This morning I read a short travel story entitled: The Flight from Hell, amid a collection in the book I’m currently reading. It would take a pile of harrowing and painful occurrences for me to even consider branding a travel experience with that honorific stamp. I’m pretty sure those hanging oxygen bags said to drop down in the event the cabin loses air pressure would need to be deployed. It might even take an unscheduled water landing for me to start pondering the merits of later telling my friends and family that I had, in fact, had the “flight from hell.”

I can only assume that the fellow who penned the story had lived a charmed life before his fateful trip from Jamaica to L.A. And perhaps his perspective had been so incredibly skewed by having never encountered real suffering that he simply had no frame of reference.

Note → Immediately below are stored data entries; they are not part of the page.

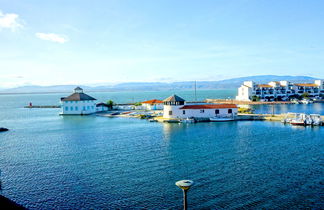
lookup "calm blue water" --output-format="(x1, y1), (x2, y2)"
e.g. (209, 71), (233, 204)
(0, 90), (323, 209)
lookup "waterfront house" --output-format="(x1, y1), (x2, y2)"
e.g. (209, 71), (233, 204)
(96, 103), (110, 112)
(60, 87), (97, 115)
(141, 99), (163, 110)
(163, 94), (238, 119)
(236, 80), (324, 101)
(114, 103), (135, 110)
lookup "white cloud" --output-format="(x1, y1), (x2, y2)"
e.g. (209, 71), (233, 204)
(35, 33), (68, 43)
(0, 11), (23, 31)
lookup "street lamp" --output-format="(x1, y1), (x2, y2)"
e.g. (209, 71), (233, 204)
(175, 180), (194, 210)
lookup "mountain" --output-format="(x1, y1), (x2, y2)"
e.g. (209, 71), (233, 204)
(0, 75), (320, 93)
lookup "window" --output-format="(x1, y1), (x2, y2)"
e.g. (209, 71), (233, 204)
(91, 106), (94, 109)
(70, 107), (73, 111)
(215, 109), (219, 114)
(183, 110), (185, 114)
(65, 107), (68, 111)
(200, 110), (204, 113)
(87, 106), (90, 110)
(169, 111), (172, 115)
(75, 106), (78, 111)
(228, 109), (232, 114)
(83, 106), (86, 111)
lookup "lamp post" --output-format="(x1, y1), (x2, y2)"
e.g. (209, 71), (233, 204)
(175, 180), (194, 210)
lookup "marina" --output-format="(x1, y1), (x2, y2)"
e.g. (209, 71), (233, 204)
(1, 91), (323, 209)
(2, 1), (324, 208)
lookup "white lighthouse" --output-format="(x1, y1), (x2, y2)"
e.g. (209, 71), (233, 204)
(163, 95), (186, 118)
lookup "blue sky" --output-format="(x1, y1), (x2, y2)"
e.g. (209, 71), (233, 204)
(0, 0), (324, 88)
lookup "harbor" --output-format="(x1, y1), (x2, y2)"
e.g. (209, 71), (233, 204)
(1, 90), (324, 209)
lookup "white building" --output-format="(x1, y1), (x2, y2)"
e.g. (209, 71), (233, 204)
(236, 80), (324, 101)
(141, 99), (164, 110)
(60, 87), (97, 115)
(96, 103), (110, 112)
(163, 95), (238, 119)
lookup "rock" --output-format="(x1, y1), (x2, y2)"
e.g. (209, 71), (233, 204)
(0, 127), (9, 132)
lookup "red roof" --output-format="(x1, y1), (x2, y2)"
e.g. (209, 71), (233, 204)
(294, 83), (319, 87)
(141, 99), (163, 104)
(258, 84), (273, 88)
(180, 104), (237, 109)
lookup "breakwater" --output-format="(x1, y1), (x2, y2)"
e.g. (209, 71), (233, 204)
(237, 113), (324, 122)
(24, 105), (60, 108)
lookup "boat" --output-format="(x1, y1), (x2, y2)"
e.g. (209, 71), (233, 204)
(291, 99), (300, 104)
(210, 117), (234, 122)
(304, 115), (313, 125)
(290, 119), (305, 126)
(0, 127), (9, 132)
(310, 114), (322, 126)
(300, 99), (313, 104)
(290, 113), (307, 126)
(148, 119), (158, 122)
(181, 118), (195, 123)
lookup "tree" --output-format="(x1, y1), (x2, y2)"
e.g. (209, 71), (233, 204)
(134, 102), (142, 106)
(301, 92), (309, 99)
(106, 100), (114, 109)
(251, 95), (260, 101)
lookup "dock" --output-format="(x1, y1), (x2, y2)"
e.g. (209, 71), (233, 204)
(24, 105), (60, 108)
(152, 114), (324, 125)
(237, 113), (324, 122)
(206, 99), (324, 105)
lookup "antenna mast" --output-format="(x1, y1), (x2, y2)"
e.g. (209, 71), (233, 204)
(194, 80), (197, 102)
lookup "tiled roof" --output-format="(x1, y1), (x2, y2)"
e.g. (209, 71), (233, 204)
(294, 83), (319, 87)
(258, 84), (273, 88)
(163, 95), (185, 102)
(180, 104), (237, 109)
(61, 93), (96, 101)
(141, 99), (163, 104)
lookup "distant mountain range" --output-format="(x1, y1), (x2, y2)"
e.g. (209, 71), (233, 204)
(0, 75), (321, 94)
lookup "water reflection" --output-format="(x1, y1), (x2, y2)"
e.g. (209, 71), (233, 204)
(253, 103), (324, 115)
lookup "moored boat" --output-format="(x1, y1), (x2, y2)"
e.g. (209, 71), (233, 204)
(210, 117), (234, 122)
(290, 119), (305, 126)
(181, 118), (195, 123)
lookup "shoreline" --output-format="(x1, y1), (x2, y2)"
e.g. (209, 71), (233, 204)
(0, 195), (25, 209)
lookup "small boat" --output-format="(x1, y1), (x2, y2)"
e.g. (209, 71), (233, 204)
(290, 119), (305, 126)
(291, 99), (300, 104)
(290, 113), (307, 126)
(310, 114), (322, 126)
(181, 118), (195, 123)
(210, 117), (234, 122)
(300, 99), (313, 104)
(148, 119), (157, 122)
(0, 127), (9, 132)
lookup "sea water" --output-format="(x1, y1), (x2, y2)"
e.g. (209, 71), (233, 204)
(0, 90), (323, 209)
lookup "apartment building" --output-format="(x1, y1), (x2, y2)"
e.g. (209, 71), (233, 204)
(236, 80), (324, 101)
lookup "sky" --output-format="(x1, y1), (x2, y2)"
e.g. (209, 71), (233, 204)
(0, 0), (324, 88)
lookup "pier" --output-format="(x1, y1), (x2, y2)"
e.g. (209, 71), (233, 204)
(237, 113), (324, 123)
(24, 105), (61, 108)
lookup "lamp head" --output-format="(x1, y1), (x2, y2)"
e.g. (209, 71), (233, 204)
(175, 180), (194, 190)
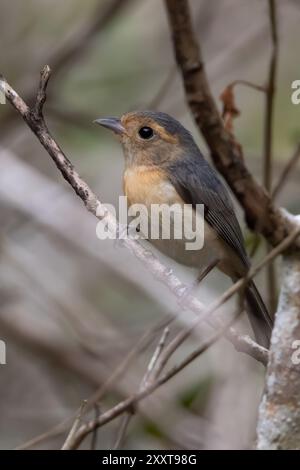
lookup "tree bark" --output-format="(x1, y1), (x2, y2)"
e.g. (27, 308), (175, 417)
(257, 248), (300, 449)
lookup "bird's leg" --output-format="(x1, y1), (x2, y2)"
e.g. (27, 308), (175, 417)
(177, 258), (220, 308)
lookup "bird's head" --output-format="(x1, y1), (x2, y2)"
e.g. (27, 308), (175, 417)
(94, 111), (198, 167)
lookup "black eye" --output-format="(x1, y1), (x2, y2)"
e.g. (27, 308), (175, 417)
(138, 126), (154, 140)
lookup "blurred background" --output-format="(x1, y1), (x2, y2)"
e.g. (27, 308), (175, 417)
(0, 0), (300, 450)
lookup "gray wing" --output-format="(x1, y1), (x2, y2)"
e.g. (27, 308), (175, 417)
(165, 156), (250, 269)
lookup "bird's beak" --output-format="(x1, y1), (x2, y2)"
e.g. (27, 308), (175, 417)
(93, 117), (125, 135)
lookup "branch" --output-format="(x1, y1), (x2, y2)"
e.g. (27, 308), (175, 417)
(61, 401), (87, 450)
(4, 65), (300, 452)
(263, 0), (278, 193)
(164, 0), (298, 250)
(73, 224), (300, 449)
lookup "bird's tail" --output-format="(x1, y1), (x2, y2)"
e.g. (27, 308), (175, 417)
(244, 280), (273, 349)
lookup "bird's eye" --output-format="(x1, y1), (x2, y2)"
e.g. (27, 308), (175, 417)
(138, 126), (154, 140)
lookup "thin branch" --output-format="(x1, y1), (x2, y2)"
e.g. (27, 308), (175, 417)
(62, 306), (243, 449)
(272, 143), (300, 199)
(146, 222), (300, 374)
(16, 315), (172, 450)
(4, 67), (300, 451)
(90, 405), (101, 450)
(264, 0), (279, 316)
(141, 327), (170, 389)
(164, 0), (297, 250)
(0, 0), (133, 134)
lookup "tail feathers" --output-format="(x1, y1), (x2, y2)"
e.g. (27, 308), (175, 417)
(244, 280), (273, 349)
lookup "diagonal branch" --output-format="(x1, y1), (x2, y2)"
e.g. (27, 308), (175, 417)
(164, 0), (298, 251)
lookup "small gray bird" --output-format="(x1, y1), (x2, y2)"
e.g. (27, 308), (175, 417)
(95, 110), (273, 347)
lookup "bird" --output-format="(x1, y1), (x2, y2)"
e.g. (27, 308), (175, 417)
(94, 110), (273, 347)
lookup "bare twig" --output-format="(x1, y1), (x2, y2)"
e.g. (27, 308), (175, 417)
(113, 412), (134, 450)
(0, 67), (269, 366)
(4, 66), (299, 451)
(257, 250), (300, 449)
(147, 66), (176, 109)
(226, 330), (269, 366)
(61, 400), (87, 450)
(164, 0), (297, 250)
(49, 0), (134, 83)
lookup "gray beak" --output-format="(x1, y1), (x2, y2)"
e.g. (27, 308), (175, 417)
(93, 117), (125, 135)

I kept waiting for the hellish part to present itself. Then the story ended, leaving me still waiting. His idea of a “flight from hell” was basically the equivalent of a minor paper cut.

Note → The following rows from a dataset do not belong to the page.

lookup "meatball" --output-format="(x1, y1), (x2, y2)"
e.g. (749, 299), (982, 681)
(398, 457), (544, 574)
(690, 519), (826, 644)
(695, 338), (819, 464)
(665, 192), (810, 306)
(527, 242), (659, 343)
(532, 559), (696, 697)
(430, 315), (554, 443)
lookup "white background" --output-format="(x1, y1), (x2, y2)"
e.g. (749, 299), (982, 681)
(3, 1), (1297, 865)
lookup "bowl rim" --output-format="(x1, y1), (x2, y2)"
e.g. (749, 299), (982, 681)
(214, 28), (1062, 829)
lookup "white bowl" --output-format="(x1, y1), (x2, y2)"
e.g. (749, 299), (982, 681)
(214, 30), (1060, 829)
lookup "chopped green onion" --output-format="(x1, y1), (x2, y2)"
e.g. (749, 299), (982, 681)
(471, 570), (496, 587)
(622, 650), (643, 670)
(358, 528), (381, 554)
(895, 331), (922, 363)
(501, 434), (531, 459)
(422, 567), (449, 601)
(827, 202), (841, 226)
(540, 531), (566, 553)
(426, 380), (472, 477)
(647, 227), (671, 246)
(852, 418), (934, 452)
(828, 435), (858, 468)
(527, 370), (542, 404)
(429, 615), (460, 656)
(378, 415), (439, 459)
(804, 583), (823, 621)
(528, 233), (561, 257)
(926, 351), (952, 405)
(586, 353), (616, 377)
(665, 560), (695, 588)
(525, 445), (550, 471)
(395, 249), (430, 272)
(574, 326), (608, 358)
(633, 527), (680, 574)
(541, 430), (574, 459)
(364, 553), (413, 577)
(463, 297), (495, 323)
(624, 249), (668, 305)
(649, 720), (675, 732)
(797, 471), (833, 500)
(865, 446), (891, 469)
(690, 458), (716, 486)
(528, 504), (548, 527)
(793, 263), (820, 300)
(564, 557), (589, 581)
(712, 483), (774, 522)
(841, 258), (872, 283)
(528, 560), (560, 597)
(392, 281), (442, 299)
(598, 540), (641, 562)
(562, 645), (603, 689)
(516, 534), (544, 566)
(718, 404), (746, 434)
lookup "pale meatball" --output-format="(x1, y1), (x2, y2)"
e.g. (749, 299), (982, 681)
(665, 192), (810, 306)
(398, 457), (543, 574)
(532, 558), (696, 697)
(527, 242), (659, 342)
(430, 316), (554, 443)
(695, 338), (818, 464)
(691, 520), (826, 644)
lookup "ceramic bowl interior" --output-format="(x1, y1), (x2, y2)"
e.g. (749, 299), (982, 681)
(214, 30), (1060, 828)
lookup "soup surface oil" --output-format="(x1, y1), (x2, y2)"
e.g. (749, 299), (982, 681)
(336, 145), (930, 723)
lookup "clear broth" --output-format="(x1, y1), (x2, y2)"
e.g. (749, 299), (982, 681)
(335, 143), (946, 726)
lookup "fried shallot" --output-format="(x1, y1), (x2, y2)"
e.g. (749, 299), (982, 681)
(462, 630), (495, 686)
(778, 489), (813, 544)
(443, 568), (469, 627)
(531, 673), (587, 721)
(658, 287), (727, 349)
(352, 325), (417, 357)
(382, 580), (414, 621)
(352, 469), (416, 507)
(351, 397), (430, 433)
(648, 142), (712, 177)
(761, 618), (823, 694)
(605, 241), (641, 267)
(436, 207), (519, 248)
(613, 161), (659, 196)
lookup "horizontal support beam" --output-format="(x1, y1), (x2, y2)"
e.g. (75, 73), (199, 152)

I’m hoping that upon discovering that his travel story is sandwiched in-between accounts of other writers having been ping-ponged over middle-eastern borders and arrested promptly in each new country, swarmed by army ants and hand-sized tarantulas falling from the ceiling, stranded at sea off the Java coast surrounded by vomit, and rafting down a river full of sewage he came to realize that his “flight from hell”, which literally amounted to sitting on the tarmac for 90 minutes at LAX and then having to wait 10 minutes for his luggage to arrive, sorta paled in comparison.